NIH spending $2.5 million attempting to make adults less nervous about the dentist
It is the largest NIH grant that has ever been given to Temple University's Dental school
The Golden Horseshoe is a weekly designation from Just the News intended to highlight egregious examples of wasteful taxpayer spending by the government. The award is named for the horseshoe-shaped toilet seats for military airplanes that cost the Pentagon a whopping $640 each back in the 1980s.
This week, our award is going to the National Institutes of Health (NIH) for spending more than $1 million on an initiative to help Americans overcome their fear of the dentist.
The National Institute of Dental and Craniofacial Research — a division of the NIH — awarded the Temple University Kornberg School of Dentistry the grant, the full value of which is $2.59 million, the largest NIH grant ever received by the school.
Supported by the grant, dentistry and psychology researchers at the school are collaborating to conduct a five-year clinical trial involving 450 patients.
At the helm of the project, now in its second year, are Marisol Tellez Merchan, associate professor at the dental school, and Richard Heimberg, a psychology professor at the university's college of liberal arts and head of Temple's Adult Anxiety Clinic.
According to Merchan, about 10-20% of patients experience some form of dental anxiety. "As long as anxiety is greater than pain, you see avoidance," she said. "Avoiding dental care leads to delayed treatments, which are typically more invasive.
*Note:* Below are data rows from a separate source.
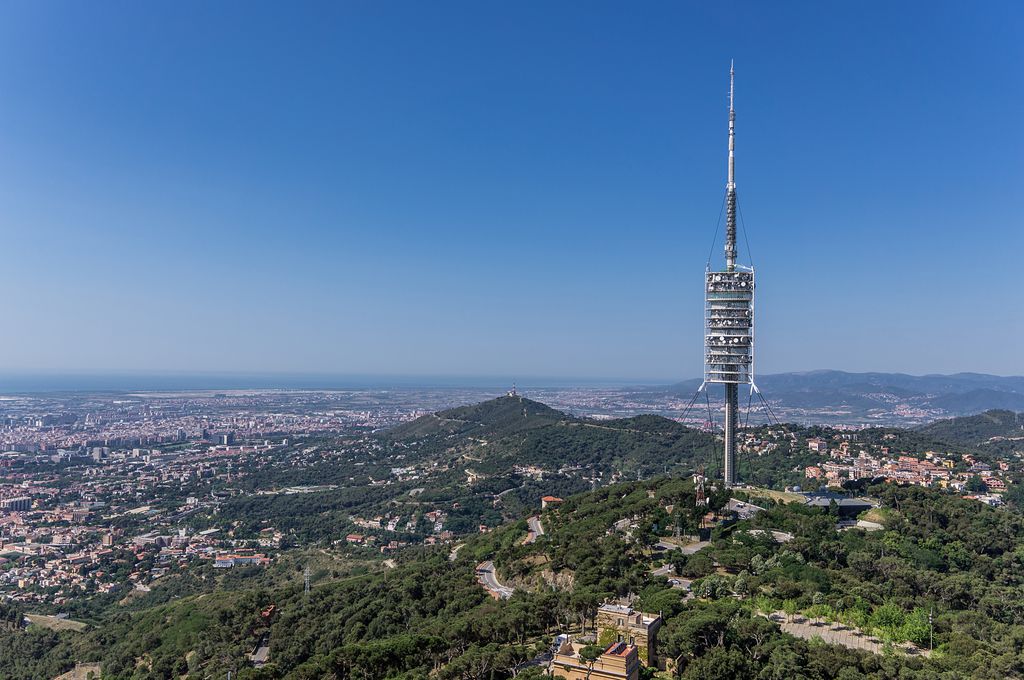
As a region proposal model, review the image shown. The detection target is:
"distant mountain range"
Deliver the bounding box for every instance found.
[667,371,1024,425]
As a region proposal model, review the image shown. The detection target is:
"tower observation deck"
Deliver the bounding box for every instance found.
[703,62,755,486]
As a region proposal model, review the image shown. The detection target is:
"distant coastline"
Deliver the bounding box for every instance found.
[0,372,671,394]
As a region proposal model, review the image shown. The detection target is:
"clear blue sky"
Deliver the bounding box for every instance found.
[0,1,1024,380]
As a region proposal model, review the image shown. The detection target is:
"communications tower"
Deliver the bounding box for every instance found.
[702,65,757,486]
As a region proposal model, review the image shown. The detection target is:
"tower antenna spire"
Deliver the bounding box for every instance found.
[725,61,736,271]
[698,61,754,488]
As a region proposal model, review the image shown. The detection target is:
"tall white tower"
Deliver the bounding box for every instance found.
[705,66,754,486]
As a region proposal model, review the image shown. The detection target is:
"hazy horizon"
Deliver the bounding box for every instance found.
[0,1,1024,380]
[0,369,1024,394]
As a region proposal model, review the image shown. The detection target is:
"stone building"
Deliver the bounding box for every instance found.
[597,604,662,667]
[548,638,640,680]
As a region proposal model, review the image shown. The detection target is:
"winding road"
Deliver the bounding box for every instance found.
[476,560,515,600]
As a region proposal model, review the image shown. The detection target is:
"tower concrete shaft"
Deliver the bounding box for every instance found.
[722,383,739,486]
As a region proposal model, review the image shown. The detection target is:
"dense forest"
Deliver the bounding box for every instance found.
[6,477,1024,680]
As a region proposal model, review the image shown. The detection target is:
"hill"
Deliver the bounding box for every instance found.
[382,396,715,478]
[12,477,1024,680]
[389,395,575,439]
[918,411,1024,447]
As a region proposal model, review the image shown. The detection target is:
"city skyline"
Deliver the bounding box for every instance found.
[0,3,1024,382]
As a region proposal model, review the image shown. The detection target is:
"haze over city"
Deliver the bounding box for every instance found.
[0,2,1024,382]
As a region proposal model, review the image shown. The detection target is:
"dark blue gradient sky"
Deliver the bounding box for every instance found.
[0,1,1024,380]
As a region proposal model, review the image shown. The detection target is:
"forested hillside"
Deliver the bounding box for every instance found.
[9,478,1024,680]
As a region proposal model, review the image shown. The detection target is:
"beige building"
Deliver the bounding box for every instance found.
[597,604,662,667]
[548,639,640,680]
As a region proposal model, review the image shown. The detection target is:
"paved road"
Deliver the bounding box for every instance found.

Our aim is to reduce anxiety so patients can get thee care they need."
Together, the professors are using taxpayer dollars to determine "whether it's possible to put a psychologist's tool in the hands of dental assistants," says Heimberg.
The grant describes the project as "a brief Internet-based cognitive behavioral intervention for the treatment of impairing dental anxiety among those seeking dental care." What that means in practice, according to the professors, is that they are informing dental patients about the concept of dental anxiety and then showing them videos about specific areas of concern, for instance, anxiety around cavity fillings, root canals, and cleanings.
Shortly before a dental treatment begins, each patient is shown three videos per topic in an effort to ease them into the procedure. Heimberg says the goal is to "change anxious thoughts into coping thoughts."
The professors' noble effort to cure American adults of their dentophobia notwithstanding, the question arises: If patients are already at the dentist by the time they are watching these videos, doesn't that mean they are effectively over the hump?
It's one thing to spend American taxpayer dollars to encourage Americans to schedule and attend regular dental appointments, but another thing altogether to squander money on making people feel slightly better about being at the dentist once they've already arrived.